Prosecutors, for instance, rely on officers as witnesses and experts to make their cases. As elected officials, they vigorously pursue the endorsements of police and other law enforcement groups to advance their political goals. It’s prosecutors who make the decision about when it is appropriate to investigate cases of police misconduct or take them to grand juries.

In recent times the Austin-area has witnessed several high-profile cases that have shaken the public’s confidence.

In May, a grand jury declined to indict Geoffrey Freeman, who as an Austin Police Department officer, fatally shot unarmed teenager David Joseph earlier this year. Joseph, a high school student, was naked and behaving erratically at the time he was shot. Police said Joseph charged at Freeman, who was fired after the incident.

That was followed by the release of video this summer that showed an Austin officer using brutal force to arrest Breaion King, a 26-year-old Austin teacher with a thin frame.

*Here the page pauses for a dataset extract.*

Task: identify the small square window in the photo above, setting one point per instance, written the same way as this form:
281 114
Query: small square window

Add to that another officer’s comments as he transported her to jail that the reason so many whites fear blacks is because African-Americans “have violent tendencies.”

The officers involved so far have received little or no punishment.

For her part, Phelan says she would establish an independent prosecutor system to address such cases. Moore, however, would not. Instead, she would establish a Civil Rights Unit that would be “independent within the DA’s office” and report directly to her.

That might have worked two district attorneys ago, but at this point, it’s too little too late.

As the clear frontrunner, we urge Moore to reconsider. Her proposed special unit in the DA’s office — no matter its label — won’t be viewed as an independent entity. And public distrust left unchecked only will fester, spread and undermine the safety of all Travis County residents.

The challenges and opportunities are high in this race. We ask voters to take the time to look at the candidates and review their positions, then cast ballots for the person who will reform the office, install greater transparency, reach out to disaffected communities and rebuild public confidence.